TÜR 2809 Presseschau 2

28 Eylül 2011

Bugünkü Avrupa basını Türkiye'nin Ortadoğu'daki rolü, Suriye'deki son gelişmeler ve Fransa'daki cumhurbaşkanlığı seçimleriyle ilgili yorumlara ağırlık veriyor.

https://p.dw.com/p/12iHg

Hollanda'dan de Volkskrant gazetesi bugünkü sayısında, Türkiye'nin Ortadoğu politikasını ele alıyor. Gazetenin yorumu şöyle:

"Birçok Türk, şanlı geçmişlerine karşı hissettikleri nostaljik duyguları muhafaza ediyor. Yapılan kamuoyu yoklamaları, halkın büyük çoğunluğunun AB ve ABD konusunda olumsuz düşünceler sahip olduğunu gösteriyor. Anketlere göre birçok Türk, Türkiye'nin Ortadoğu'daki ülkelerle işbirliği yapmasını tercih ediyor. Arap Baharı, 'yeni Osmanlı' çaba ve gayretlerinin gerçekleştirilmesini zorlaştırdı. Erdoğan, Tunus, Mısır ve Suriye'de iktidardaki baskıcı politikacıları eleştirmeden, aleyhte konuşmadan önce oldukça tereddütlü bir tutum benimsedi. Ancak Adalet ve Kalkınma Partisi hükümeti zaman içinde bu halk isyanlarını, bir şans olarak görmeye başladı. Eğer Arap ülkelerinde tıpkı Erdoğan'ın Adalet ve Kalkınma Partisi gibi mufahazakâr-İslamcı partiler iktidara gelirse, o zaman Ankara bu ülkeler üzerindeki etkisini çok güçlü biçimde artırabilir." 

İsviçre'den Basler Zeitung Suriye'de aylardır süren protesto gösterilerini ele alıyor. Gazetenin yorumunda şu satırları okuyoruz:

"Devlet Başkanı Beşar Esad'ın iktidarda kaldığı süre uzadıkça, ülkede şiddet de giderek artıyor. Birçok Suriyeli bu durumdan çok korkuyor. Çünkü ülkede askerî ve sivil baskı mekanizmasının yanı sıra, heterojen toplumu bir arada tutan bir başka önemli faktör daha var. Bu da birçok dinî azınlığın faydalandığı, özgürlük. Sünniler, Şii-Alevi rejime karşı silaha sarılırsa, bunun sonucu Irak'takine benzer bir iç savaşın çıkması olabilir. İşte bu nedenle muhalefetin uzlaşma sağlaması ve bir din savaşı çıkabileceği korkusunu ortadan kaldırması, önemli. İşte ancak o zaman Esad dosyası kapanmış olur."

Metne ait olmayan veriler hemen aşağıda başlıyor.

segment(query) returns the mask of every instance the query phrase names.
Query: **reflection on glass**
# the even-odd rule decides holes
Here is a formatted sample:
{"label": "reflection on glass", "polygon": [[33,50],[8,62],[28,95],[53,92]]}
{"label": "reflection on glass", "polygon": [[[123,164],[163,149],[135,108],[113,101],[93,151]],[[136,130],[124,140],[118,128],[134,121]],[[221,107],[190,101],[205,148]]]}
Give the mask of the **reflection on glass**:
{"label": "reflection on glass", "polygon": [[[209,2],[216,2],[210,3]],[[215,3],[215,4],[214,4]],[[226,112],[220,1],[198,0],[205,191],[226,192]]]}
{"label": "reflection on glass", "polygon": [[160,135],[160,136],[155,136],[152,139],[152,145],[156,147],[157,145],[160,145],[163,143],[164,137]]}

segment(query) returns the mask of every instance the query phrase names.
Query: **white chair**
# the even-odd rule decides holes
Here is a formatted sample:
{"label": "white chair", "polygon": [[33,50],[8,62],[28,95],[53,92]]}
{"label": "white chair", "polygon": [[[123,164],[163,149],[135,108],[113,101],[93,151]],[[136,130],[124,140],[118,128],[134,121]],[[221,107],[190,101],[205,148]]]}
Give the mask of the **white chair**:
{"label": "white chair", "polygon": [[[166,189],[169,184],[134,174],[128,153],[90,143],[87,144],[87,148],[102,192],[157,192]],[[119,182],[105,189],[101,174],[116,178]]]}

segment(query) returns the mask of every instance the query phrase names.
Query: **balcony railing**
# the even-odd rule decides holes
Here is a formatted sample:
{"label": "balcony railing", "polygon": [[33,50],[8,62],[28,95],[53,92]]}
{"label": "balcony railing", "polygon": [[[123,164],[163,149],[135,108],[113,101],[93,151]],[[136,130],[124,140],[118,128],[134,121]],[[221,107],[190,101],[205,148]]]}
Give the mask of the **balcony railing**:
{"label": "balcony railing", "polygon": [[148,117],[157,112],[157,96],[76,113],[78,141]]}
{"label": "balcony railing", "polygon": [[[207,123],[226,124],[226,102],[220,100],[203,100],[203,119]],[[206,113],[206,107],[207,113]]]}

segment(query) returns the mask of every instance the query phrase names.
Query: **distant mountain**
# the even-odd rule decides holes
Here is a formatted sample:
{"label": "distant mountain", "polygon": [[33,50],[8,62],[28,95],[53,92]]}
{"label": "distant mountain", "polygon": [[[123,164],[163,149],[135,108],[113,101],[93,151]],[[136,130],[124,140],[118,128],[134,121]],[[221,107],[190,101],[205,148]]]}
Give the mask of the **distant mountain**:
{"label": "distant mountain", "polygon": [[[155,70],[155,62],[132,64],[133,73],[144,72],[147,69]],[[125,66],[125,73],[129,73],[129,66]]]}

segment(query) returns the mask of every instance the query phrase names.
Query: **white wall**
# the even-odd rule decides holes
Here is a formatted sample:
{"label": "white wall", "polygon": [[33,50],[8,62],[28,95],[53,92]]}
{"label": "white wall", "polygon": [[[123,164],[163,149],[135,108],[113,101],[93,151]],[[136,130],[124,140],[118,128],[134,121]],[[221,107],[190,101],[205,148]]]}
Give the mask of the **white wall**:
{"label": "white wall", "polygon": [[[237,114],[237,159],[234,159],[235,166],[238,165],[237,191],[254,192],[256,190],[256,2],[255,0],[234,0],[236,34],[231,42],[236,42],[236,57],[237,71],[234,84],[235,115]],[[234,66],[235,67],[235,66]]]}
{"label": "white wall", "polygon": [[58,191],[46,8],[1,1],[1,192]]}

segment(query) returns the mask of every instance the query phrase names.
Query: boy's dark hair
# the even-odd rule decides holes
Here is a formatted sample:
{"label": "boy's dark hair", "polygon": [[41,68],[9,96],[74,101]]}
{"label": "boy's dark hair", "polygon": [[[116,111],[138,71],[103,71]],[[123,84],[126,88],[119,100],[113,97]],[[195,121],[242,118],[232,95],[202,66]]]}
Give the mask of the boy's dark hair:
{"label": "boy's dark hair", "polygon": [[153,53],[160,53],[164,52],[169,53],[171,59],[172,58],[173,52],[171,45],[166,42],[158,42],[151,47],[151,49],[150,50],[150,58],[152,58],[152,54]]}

Le Figaro gazetesi, Fransız Senatosu'nda çoğunluğun sol partilere geçmesini ele alıyor. Yorumda Cumhurbaşkanı Nicolas Sarkozy'nin önümüzdeki yıl yapılacak cumhurbaşkanlığı seçimlerinde, partisinin adayı olacağı belirtiliyor:

"Cumhurbaşkanı adayı değişmeli mi? Peki ama kim olmalı? Başbakan François Fillon mu? Fillon çok uzun süredir -son olarak da dün-, Nicolas Sarkozy'nin yeniden Cumhurbaşkanlığına seçilmesi için elinden geleni yapacağını açıkladı. Ve hiç kimsenin bu konuda şüphesi yok. Dışişleri Bakanı Alain Juppe mi? Ancak o da bu makama ilgi duymadığını, Cumhurbaşkanı Sarkozy'nin yeniden bu göreve talip olması halinde kendisi için adaylığın söz konusu olmayacağını açıkça dile getirerek, göstermiş oldu. Hiç kimsenin şüphesi yok. Ne şimdiki Başbakan (François Fillon), ne de eski Başbakan (Alain Juppe) Sarkozy'e karşı darbe yapabilecek karaktere ve çehreye sahip. Ayrıca onların Sarkozy'e karşı duydukları sadakatten şüphelenilmesi için de ortada bir neden yok. Nicolas Sarkozy belli ki iktidar partisinin (UMP) Cumhurbaşkanı adayı olacak."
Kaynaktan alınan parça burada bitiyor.